Mekanik zımpara (dermabrazyon) çok basit aletler ile yapılabilir ve bu nedenle masrafı çok azdır. Ancak ağrılı olduğundan anestezi altında yapılmalı ve deride gözle görünen bir yara oluştuğu için mutlaka ameliyathanede yapılmalıdır. Ayrıca oluşan yaranın iyileşme döneminde bir bakım uygulanması gerekir. Mekanik zımpara sonrası iyileşme işlemin derinliğine göre 4 ile 10 gün arasında görünür. Ancak yeni çıkan deri başlangıçta pembe renktedir ve kolay yaralanabilir. Normal renk ve sağlamlığına kavuşması birkaç ay alır. Bu süre içinde derinin özellikle güneş ışınlarından ve sürtünmelerden korunması gereklidir. Ancak iyileşme döneminde gözlenen bu durumlar diğer peeling yöntemleri için de geçerlidir.

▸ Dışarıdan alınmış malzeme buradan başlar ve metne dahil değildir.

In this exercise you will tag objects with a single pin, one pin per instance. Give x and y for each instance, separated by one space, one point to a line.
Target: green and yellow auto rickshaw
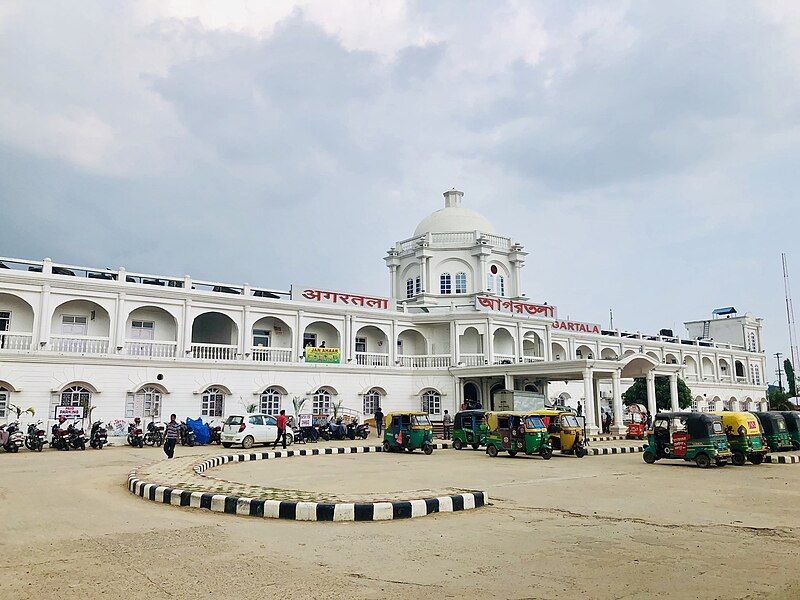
407 431
792 418
776 434
688 436
469 429
515 432
744 437
565 431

Günümüzde yüz gençleştirme veya tazeleme işlemleri genel olarak ameliyatsız işlemlere kaymıştır. Bunun başlıca nedeni ameliyat ücretlerinin yüksek olması ve insanların iyileşme süresinde işlerine devam edememelerine bağlı maddi kayıplarıdır. Peeling dermabrazyon hariç genellikle ameliyatsız bir işlemdir (bazı lazer cihazları hariç) ve insanları ameliyat kadar korkutmamaktadır. Özellikle lazer teknolojisindeki ilerlemeler derinin yara almadan yenilenmesine olanak sağladığından çok ilgi çekmektedir. Ancak iyileşmede bir kural vardır. Derideki yaralanma ne kadar hafif ise ortaya çıkacak değişiklik de o kadar hafiftir yani etki az veya hiç yoktur. Buna karşılık yaralanma miktarı arttıkça sonuçta görülecek olan değişiklik de o kadar fazla olur. Estetik açıdan ortaya çıkacak değişikliğin olumlu yönde olması gerekmektedir. Aşırı yaralanma iz kalması gibi istenmeyen sonuçlar ortaya çıkartabilir. Yüzdeki soyma işleminin derinliğini ayarlayabilmek bir sanattır. Günümüzde uygulanan mikro deramabrazyon işlemleri hemen hemen hiç görünen bir yaralanma yapmamaktadır. Buna karşılık görünen yararları çok azdır ve fazla sayıda tekrar gerekmektedir. Bu da maliyeti arttırmaktadır.

Sonuç

Kliniğimizde her türlü peeling yöntemi mevcut olmasına karşın Prof. Dr. Ege Özgentaş elle zımparalama (dermabrazyon) yöntemini tercih etmektedir. Yukarıda anlatılan nedenlerle başarılı sonuçlar elde edilmekte ve diğer yöntemlere göre daha fazla hasta memnuniyeti görülmektedir.